The majority of the papers in Pezdek and Banks are more or less favourable to the idea of memory recovery; those in Schacter somewhat more sceptical What struck me about much of this literature, was that although it provided fascinating information on the the nature of childhood memory and the ease with which children remember or misremember past events, traumatic and otherwise, few of the contributors addressed the main phenomena of the recovered memory movement: the recovery by adults of powerful, emotion laden imagery, spontaneously or under various forms of therapy, which either the patient or the therapist interprets as memories.

Taken in terms only of childhood sexual abuse, it is not at all clear that the recovered memory/false memory debate can be resolved. However if we add in the material discussed in Magonia, claims of alien abduction, past lives, or that one had a lost alternate life as a CIA courier etc, then the balance tilts very dramatically infavour of the false memory interpretation. The memories of alien abduction or past lives have the same powerful effect-laden quality and sense of reality as do recovered memories of childhood sexual abuse. Alien abduction narratives or secret courier narratives also have another factor in common with the more extreme abuse narratives, that of the secret, parallel life, which the experient knew nothing about.

It should be also noted that other people may label this powerful imagery on other folkloric lines, for example as episodes of clairvoyance or precognition.
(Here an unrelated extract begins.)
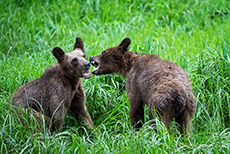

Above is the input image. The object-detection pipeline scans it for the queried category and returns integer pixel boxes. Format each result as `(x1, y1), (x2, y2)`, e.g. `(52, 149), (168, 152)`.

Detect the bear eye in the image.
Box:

This suggests that while it is by no means impossible that isolated cases of sexual abuse may be forgotten along with many other features of childhood, only to be recalled in horror later, with adult awareness of the meaning of the event, claims of total repression of multiple sadistic abuse should be regarded with extreme scepticism.
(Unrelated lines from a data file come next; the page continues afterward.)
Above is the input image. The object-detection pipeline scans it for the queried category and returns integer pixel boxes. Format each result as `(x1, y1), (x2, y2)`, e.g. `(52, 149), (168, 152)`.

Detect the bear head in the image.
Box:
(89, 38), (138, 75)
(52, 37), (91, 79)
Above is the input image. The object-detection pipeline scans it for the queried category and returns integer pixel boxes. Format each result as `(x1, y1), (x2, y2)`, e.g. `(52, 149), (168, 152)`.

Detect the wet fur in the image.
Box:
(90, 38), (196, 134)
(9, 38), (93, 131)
False and distorted memories do not only relate to these dramatic, headline situations, and both volumes contain material which will be of interest in he study of the distortion of the memory of everyday occurrences, to say nothing of the apparently anomalous experiences discussed in Magonia. Many of these memories contain elements of real events mixed with fantasy, something which became very apparent in studies of students memories of the Challenger dssaster. (I can point to an example myself, I was quite surprised when a 30th annivesary programme on the death of JFK showed how distorted was my apparently clear memory of how the news was broken on British television).